Heating & cooling planning across Europe: Bridging gaps and speaking the language of local and regional authorities to support the national transposition of the EED Recast Art. 25
Heating & cooling planning across Europe: Bridging gaps and speaking the language of local and regional authorities to support the national transposition of the EED Recast Art. 25
Europe’s new thermal planning framework places municipalities and regions at the centre of the energy transition, while also exposing persistent structural shortcomings in data, financing and governance.
The decarbonisation of heating and cooling is emerging as one of the major challenges of Europe’s energy transition. Article 25 of the Energy Efficiency Directive requires cities with more than 45,000 inhabitants to develop local heating and cooling plans, a measure that will affect more than 1,200 European municipalities.

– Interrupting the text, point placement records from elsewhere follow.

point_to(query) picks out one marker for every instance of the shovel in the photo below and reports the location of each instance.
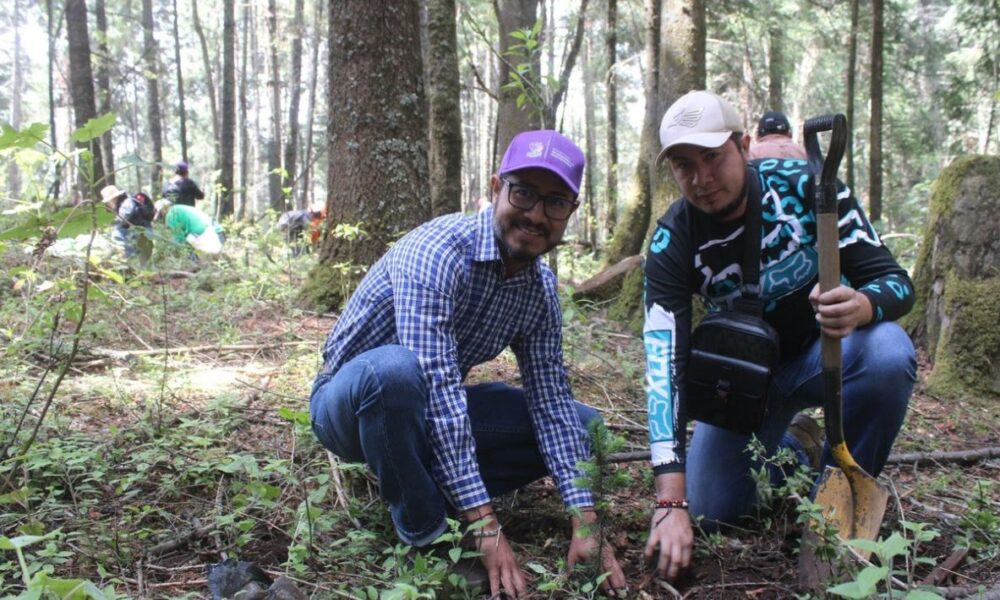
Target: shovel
(851, 499)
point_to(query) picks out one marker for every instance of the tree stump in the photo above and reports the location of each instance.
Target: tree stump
(957, 279)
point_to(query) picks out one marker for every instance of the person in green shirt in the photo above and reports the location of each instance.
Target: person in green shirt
(188, 224)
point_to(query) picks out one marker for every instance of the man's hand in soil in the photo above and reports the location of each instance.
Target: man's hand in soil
(582, 547)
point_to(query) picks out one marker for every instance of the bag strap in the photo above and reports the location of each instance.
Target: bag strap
(750, 302)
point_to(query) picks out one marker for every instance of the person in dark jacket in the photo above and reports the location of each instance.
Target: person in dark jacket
(182, 189)
(132, 211)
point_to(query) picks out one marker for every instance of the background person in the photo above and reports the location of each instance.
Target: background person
(698, 248)
(182, 190)
(774, 139)
(188, 224)
(449, 295)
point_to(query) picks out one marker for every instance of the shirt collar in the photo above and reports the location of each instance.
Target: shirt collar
(487, 248)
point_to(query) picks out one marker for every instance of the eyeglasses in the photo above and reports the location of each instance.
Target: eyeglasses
(524, 197)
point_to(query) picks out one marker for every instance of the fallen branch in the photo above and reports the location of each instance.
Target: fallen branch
(124, 354)
(910, 458)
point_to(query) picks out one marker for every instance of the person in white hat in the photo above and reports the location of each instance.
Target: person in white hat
(133, 212)
(698, 248)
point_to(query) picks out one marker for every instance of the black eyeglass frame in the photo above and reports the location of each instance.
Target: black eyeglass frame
(546, 200)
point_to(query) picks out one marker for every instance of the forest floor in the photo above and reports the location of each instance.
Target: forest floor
(150, 465)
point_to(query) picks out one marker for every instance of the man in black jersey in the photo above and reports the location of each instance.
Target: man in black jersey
(698, 248)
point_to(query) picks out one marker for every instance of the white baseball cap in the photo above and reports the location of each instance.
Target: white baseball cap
(699, 118)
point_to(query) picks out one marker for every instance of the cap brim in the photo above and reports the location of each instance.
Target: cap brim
(704, 140)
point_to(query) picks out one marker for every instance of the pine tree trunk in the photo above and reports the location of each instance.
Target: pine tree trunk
(875, 124)
(180, 87)
(511, 16)
(209, 82)
(244, 125)
(295, 83)
(56, 185)
(377, 140)
(611, 116)
(445, 116)
(104, 88)
(13, 173)
(274, 178)
(852, 60)
(91, 176)
(155, 133)
(228, 107)
(307, 185)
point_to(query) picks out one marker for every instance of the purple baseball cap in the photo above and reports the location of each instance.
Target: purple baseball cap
(545, 149)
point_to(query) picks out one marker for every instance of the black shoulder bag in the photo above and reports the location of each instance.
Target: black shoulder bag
(733, 352)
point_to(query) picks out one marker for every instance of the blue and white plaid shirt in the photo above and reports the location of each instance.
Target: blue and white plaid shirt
(440, 291)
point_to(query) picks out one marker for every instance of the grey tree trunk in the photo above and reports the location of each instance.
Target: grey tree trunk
(274, 179)
(228, 107)
(875, 123)
(151, 55)
(377, 141)
(104, 88)
(611, 116)
(209, 81)
(511, 16)
(295, 84)
(180, 87)
(82, 91)
(852, 60)
(445, 116)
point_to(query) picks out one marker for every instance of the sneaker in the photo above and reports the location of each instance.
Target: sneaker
(809, 435)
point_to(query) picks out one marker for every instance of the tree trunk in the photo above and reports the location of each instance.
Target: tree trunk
(295, 83)
(210, 82)
(307, 177)
(13, 173)
(611, 134)
(511, 120)
(243, 124)
(852, 59)
(228, 107)
(91, 177)
(274, 178)
(377, 140)
(445, 116)
(104, 89)
(775, 69)
(180, 87)
(875, 125)
(155, 133)
(56, 185)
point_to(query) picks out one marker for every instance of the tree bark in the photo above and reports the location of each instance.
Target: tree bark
(611, 116)
(104, 88)
(274, 179)
(82, 91)
(511, 120)
(307, 176)
(155, 133)
(295, 96)
(182, 112)
(445, 116)
(852, 60)
(875, 124)
(377, 139)
(210, 83)
(228, 107)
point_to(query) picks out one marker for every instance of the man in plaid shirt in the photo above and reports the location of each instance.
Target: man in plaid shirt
(450, 295)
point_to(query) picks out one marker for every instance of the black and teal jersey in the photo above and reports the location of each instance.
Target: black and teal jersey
(693, 254)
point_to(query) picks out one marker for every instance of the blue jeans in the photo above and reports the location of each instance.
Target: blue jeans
(879, 370)
(372, 411)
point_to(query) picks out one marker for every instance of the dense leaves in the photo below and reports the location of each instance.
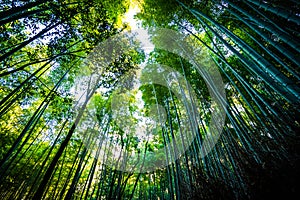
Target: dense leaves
(49, 150)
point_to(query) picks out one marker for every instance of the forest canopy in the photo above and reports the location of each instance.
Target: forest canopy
(202, 101)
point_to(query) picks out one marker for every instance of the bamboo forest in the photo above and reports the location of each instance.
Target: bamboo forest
(149, 99)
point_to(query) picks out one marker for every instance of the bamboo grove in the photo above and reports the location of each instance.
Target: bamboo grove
(49, 150)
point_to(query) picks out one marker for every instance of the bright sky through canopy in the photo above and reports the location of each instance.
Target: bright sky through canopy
(134, 24)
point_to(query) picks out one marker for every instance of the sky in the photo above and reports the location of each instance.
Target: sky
(135, 25)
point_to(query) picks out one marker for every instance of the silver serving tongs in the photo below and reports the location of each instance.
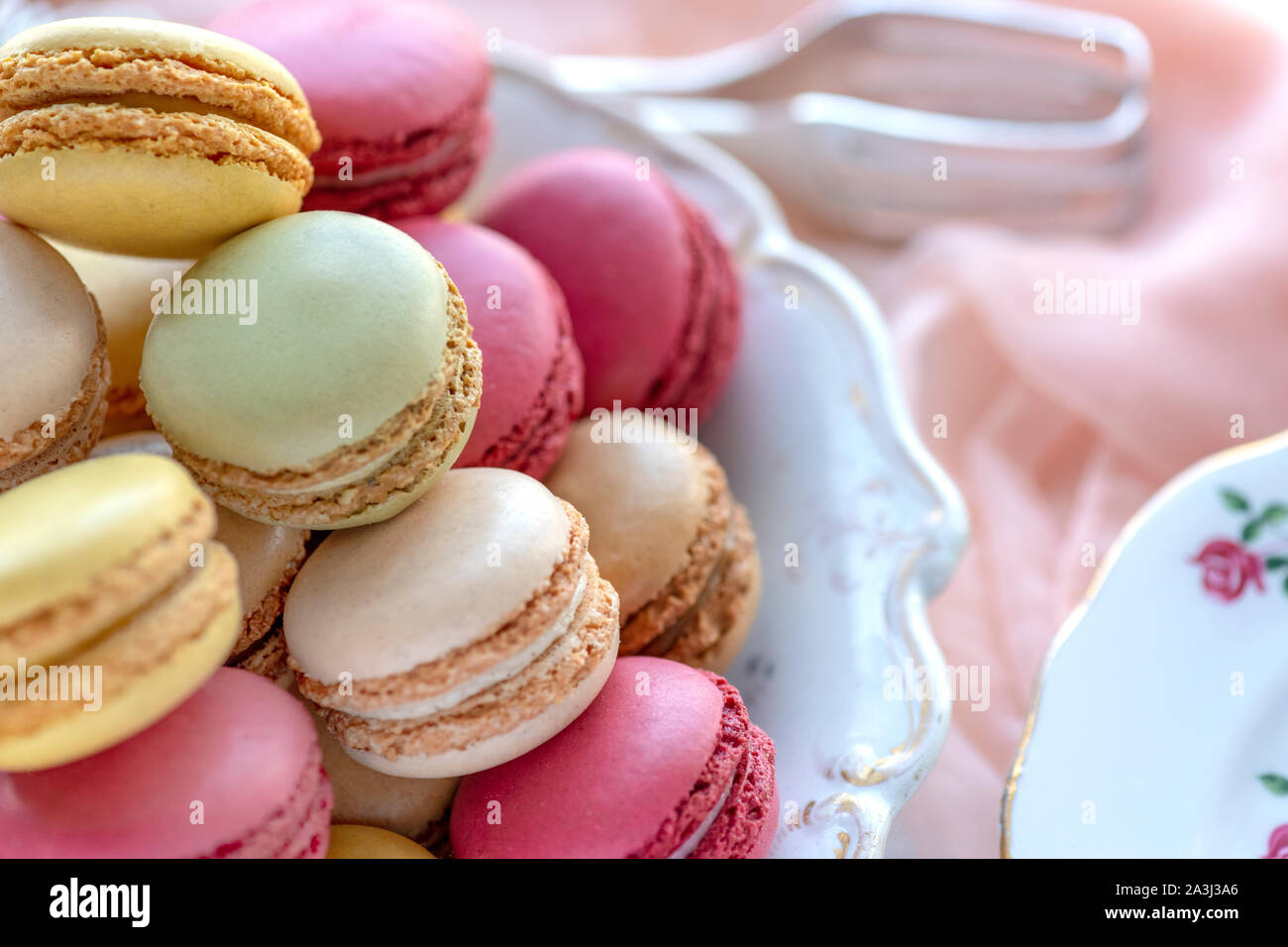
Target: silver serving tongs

However, the ESCALATE project report warns that many local and regional authorities are facing this mandate without sufficient tools, particularly in areas such as access to disaggregated energy data, technical capacity, and financing for low-carbon infrastructure. The analysis also identifies limited integration between climate planning and cooling needs, as well as insufficient coordination between different levels of administration. In response, the document proposes strengthening the role of regional energy agencies as key intermediaries between national administrations and municipalities.
The methodology developed by ESCALATE to advance more efficient thermal systems and structures, and heating and cooling planning, is organised into five stages: process and data management, analysis of demand and existing infrastructure, assessment of efficiency potential and renewable energy sources, definition of climate-neutral scenarios, and the design of implementation strategies.